Saturday, August 18, 2012

Hunger (Gone Series Book 2)

Title: Hunger

Author: Michael Grant
Illustrator: -----
Genre: Science Fiction
Age: 12-14
Pages: 590 (paperback)
Publisher: HarperCollins

**This is the 2nd book in the series, if you haven't read the review for the first book click Here

        Now that the Fayz is here to stay, real life problems have been thrown onto the leaders of the community. Their society is dispersed, food is scarce, and a group of rebel humans wants to take over and destroy anyone with powers. Although these problems are child's-play compared to what the "darkness" has planned for them. In order to survive the Fayz, Sam Temple and his buddies must work together and pray that it will all be over soon.

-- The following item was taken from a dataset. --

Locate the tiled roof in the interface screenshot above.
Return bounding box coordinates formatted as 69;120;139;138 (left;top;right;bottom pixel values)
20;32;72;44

        Hunger is a great name for this novel. I enjoy how Mr. Grant usually names his novels after main events in the book and it sort of gives a reader an idea about what could happen before actually taking a peek inside. Also, I knew that at some point in this series the food would be gone and they'd have to do something about it. I'm very happy that it was actually brought up because some books don't take into account every detail and sometimes big things like "how do they get their food" or "When do they actually sleep" aren't answered. This brings a more realistic aspect to a book and I raise my hat to Michael Grant for that.

        The plot is still very well thought out and the book is quite fast-paced. One thing that was interesting was that Hunger contains many events and conflicts that need to be solved. Thus, creating diversity while reading. Many novels focus on one event, whether it be "saving the princess" or "defeating an evil king." Hunger is filled with conflicts, while some are more interesting than others, they are always entertaining.

        One of the interesting things of this series is that at every beginning of every chapter it has a time. For example: 120 hours, 12 minutes. As you go through the book the time goes down further and further until there's no more. At that point the book is over. Instead of saying 3 days later at the beginning of a chapter the author just uses his time method and takes off 72 hours off at the beginning of the next chapter.

        Since the fayz is basically a society of teens and children the novel revolves around a large number of characters and their lives. Of course this is a great way of showing different perspectives but when it comes to characterization there's just so much someone can do with that many characters. That's the downfall of a big society.

The Gone series has successfully amazed me once more and I can't wait to read the next ones. A must to read!